In the absence of specific scores for cancer patients, current cardio-oncology documents recommend guiding stroke prevention therapy using the CHA2DS2-VASc and the HAS-BLED scores [3,4,9,26]. Nowadays APT is not considered as a strategy to reduce AF-related thromboembolic risk [9]. If necessary (e.g., in coronary artery disease patients), aspirin can continue to be used under close monitoring, unless major bleeding is detected [6]. If a short course of “dual” antiplatelet therapy (DAPT) is indicated, ibrutinib would be temporarily withheld. Given the antiplatelet nature of ibrutinib, if long-term DAPT is considered, alternative treatment options should be explored [6].

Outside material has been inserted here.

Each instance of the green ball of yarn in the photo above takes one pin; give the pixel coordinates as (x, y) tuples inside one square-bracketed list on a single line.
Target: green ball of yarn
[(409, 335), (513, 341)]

The use of vitamin K antagonists (VKAs) is not recommended because patients undergoing these treatments were excluded from thephase II and III studies that led to the regulatory approval of ibrutinib [21,22]. Although it is still a matter of strong debate, in patients already on VKAs, continuation of these drugs could be a reasonable option if patients have stable INRs levels or a valvular AF [9,25]. Nonvitamin K antagonist oral anticoagulants (NOACs) are currently an attractive option [25,26]. Currently there is not a direct clinical evidence to demonstrate which NOAC should be preferred, and, therefore, careful consideration for multiple DDI and co-morbidities must be considered in every patient [6,25,26] (Figure 3). The main concern is effect ofibrutinib on NOACs’ elimination via P-gp inhibition. Dabigatran has been considered the least favored agent because its prodrug, dabigatran etexilate, is a substrate for P-gp. Coadministration of ibrutinib has been shown to affect the elimination of the prodrug and can increase dabigatranplasma levels. Apixaban, rivaroxaban or edoxaban are viable options and no clinically significant interactions have hitherto been reported [20,24-26].
Figure 3: Anticoagulant treatment in patients with atrial fibrillation on ibrutinib therapy. AF: Atrial Fibrillation; VKAs: Vitamin K Antagonists; NOAC: Non-Vitamin K Antagonist Oral Anticoagulants
Conclusion
Ibrutinib, has proven to be highly effective in patients with LCC and related B-cell malignancies; however it is not always optimally administered in clinical practice due to a growing concern of the management of AF and bleeding risk. It is well know that patients who develop ibrutinib-related AF have similar progression-free survival that those who do not. Conversely, treatment interruptions have a direct negative effect on patient outcomes. Consequently, a multidisciplinary approach including cardiologists and hematologists should be considered to prevent CV events, and to increase ibrutinib treatment adherence.